Marketing is everything you do to get and keep good clients, and it should be your top priority. Examine the marketing activities you now do and see how you can do them better. Look at other strategies you can implement. Look for ways to expand what’s working and minimize or eliminate what’s not.

2) Systems

Every practice should set up and maintain manuals that detail every aspect of work flow and office management. Detailed checklists, forms and templates, and the like, help you do what you do more quickly and efficiently, train new hires and temps, reduce mistakes, save money, and increase profits.

3) Personal Development

Everyone associated with the practice needs to continually re-fresh and improve their professional and personal skills. These include staying current on law and procedure, learning how to use technology, and improving their writing, speaking, salesmanship, marketing, and productivity skills and habits.

4) Human Resources

Hiring and outsourcing are an important part of improving profitability. You need to regularly review who’s working for you, what they’re doing, what else you can assign them, training, scheduling, and incentives. You should also consider when to hire additional staff or replace the ones who aren’t doing a good job.

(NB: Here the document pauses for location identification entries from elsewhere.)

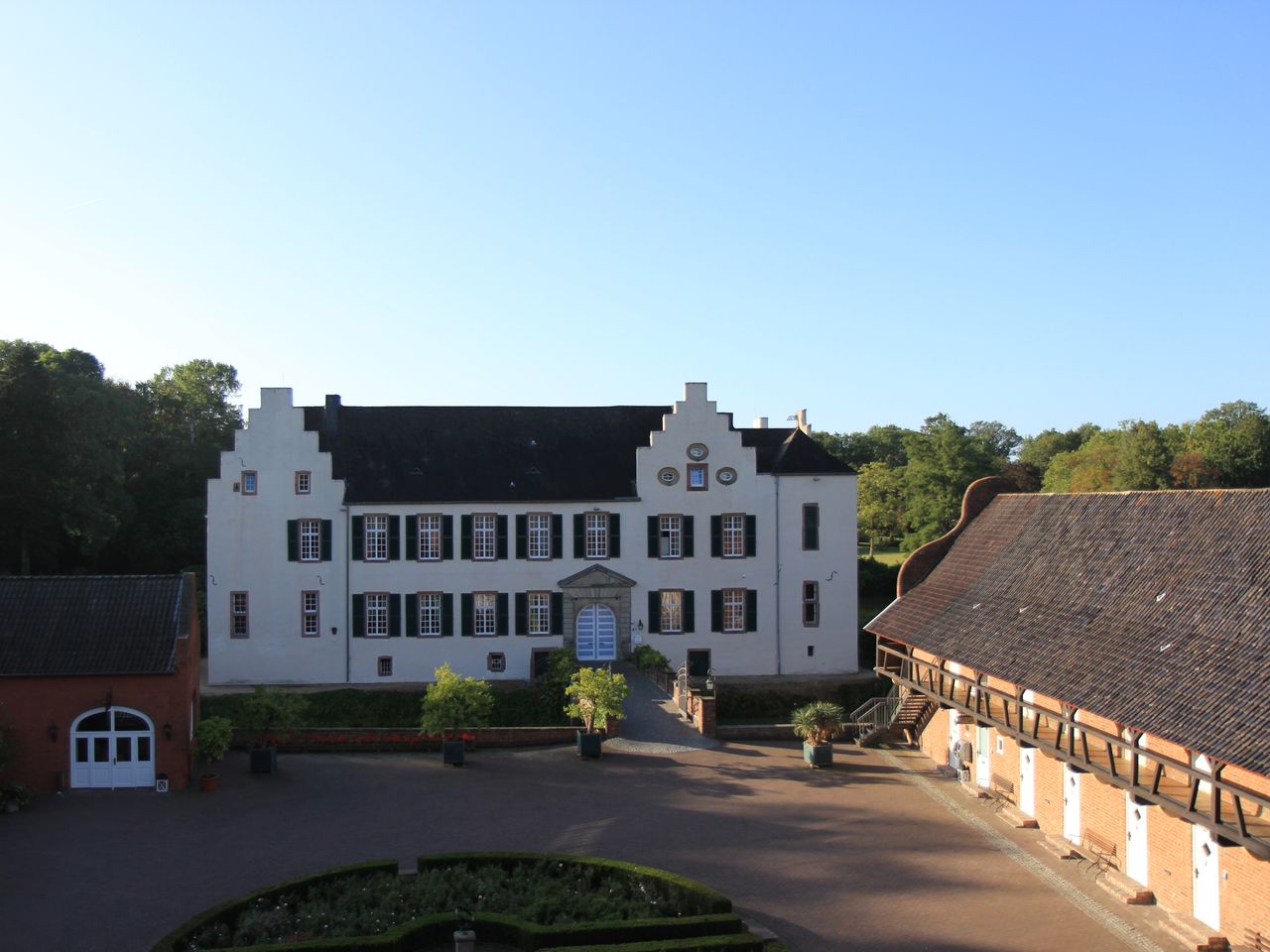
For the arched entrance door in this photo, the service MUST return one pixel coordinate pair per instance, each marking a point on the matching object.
(112, 748)
(597, 634)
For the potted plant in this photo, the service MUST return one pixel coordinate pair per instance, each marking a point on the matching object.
(818, 724)
(597, 694)
(212, 738)
(451, 703)
(266, 711)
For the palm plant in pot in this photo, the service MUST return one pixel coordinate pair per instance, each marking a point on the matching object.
(818, 724)
(452, 703)
(212, 738)
(595, 694)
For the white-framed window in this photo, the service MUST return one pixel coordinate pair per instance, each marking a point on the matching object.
(733, 536)
(811, 604)
(671, 542)
(430, 615)
(597, 535)
(733, 610)
(484, 613)
(238, 616)
(430, 537)
(539, 536)
(672, 612)
(376, 615)
(310, 539)
(540, 612)
(309, 620)
(376, 538)
(484, 536)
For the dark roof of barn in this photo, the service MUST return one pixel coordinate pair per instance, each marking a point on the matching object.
(512, 453)
(70, 625)
(1150, 608)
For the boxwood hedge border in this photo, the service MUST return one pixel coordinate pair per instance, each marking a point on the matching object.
(716, 929)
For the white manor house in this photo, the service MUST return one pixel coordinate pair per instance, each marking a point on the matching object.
(372, 543)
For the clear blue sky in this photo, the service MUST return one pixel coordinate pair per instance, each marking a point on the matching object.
(1042, 213)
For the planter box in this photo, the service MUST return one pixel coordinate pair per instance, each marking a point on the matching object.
(818, 754)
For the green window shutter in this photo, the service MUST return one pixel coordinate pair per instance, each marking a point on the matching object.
(412, 615)
(447, 615)
(395, 616)
(394, 538)
(558, 613)
(412, 538)
(358, 536)
(358, 616)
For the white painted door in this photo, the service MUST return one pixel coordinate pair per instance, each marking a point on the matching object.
(1206, 883)
(597, 634)
(1028, 780)
(1071, 803)
(1135, 857)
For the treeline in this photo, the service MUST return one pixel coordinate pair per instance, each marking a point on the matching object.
(912, 481)
(103, 476)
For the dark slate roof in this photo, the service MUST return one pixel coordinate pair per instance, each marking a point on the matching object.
(1148, 608)
(509, 453)
(68, 625)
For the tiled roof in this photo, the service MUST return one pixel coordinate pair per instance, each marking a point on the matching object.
(1148, 608)
(507, 453)
(70, 625)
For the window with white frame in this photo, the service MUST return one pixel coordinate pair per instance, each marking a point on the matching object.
(430, 615)
(310, 539)
(733, 610)
(376, 616)
(539, 536)
(376, 538)
(484, 536)
(733, 536)
(597, 535)
(309, 622)
(430, 538)
(238, 615)
(484, 613)
(540, 612)
(672, 612)
(671, 544)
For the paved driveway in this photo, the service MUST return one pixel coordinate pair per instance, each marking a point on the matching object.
(860, 857)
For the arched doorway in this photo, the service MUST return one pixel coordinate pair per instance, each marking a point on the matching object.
(597, 634)
(112, 748)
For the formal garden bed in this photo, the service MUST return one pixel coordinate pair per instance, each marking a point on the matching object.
(527, 900)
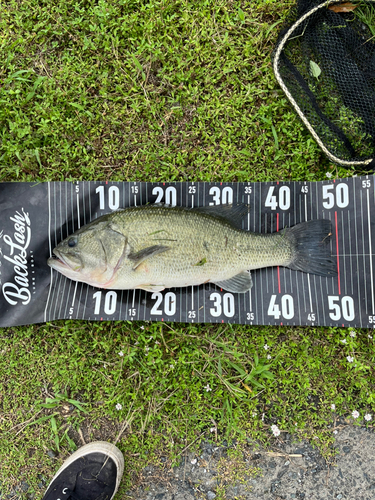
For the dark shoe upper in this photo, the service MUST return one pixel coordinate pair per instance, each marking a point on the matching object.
(91, 477)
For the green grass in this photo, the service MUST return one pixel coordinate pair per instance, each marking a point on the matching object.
(159, 90)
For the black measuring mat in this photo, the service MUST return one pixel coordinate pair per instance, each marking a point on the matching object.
(36, 217)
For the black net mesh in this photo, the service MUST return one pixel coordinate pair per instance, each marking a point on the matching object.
(325, 63)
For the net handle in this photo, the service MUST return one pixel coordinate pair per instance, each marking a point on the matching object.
(276, 61)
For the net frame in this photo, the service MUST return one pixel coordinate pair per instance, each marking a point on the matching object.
(276, 64)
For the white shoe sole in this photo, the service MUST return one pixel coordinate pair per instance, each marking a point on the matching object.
(104, 447)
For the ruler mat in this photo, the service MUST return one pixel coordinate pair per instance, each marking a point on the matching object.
(36, 217)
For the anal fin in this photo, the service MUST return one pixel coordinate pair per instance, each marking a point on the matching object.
(151, 288)
(241, 283)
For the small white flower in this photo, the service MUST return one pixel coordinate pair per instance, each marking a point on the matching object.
(275, 430)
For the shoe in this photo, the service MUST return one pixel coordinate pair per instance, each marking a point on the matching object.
(93, 472)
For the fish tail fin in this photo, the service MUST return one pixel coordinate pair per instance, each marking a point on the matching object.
(311, 247)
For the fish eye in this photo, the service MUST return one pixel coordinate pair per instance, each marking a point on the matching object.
(72, 242)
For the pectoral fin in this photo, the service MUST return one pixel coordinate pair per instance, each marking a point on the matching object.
(240, 283)
(146, 253)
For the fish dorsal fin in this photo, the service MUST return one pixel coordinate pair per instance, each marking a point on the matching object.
(240, 283)
(146, 253)
(234, 214)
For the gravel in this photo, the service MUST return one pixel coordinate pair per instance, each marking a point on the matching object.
(290, 470)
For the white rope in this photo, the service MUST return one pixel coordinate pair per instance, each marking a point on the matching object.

5) Infrastructure/expense management

Every dollar saved is a dollar earned. This category includes offices, leases, service contracts, technology, library, supplies, repairs, insurance, etc. Can you get it for less elsewhere or by buying in bulk? Can you negotiate? Can you eliminate it? Also look for ways to make the work environment safer, more compliant, and more pleasant for staff and clients.

Of these five categories, most lawyers should focus 70-80% of their time and resources on marketing. When you bring in more clients, bigger cases, or higher fees, the rest of the things on this list will be relatively easy. When you don’t, the rest don’t matter.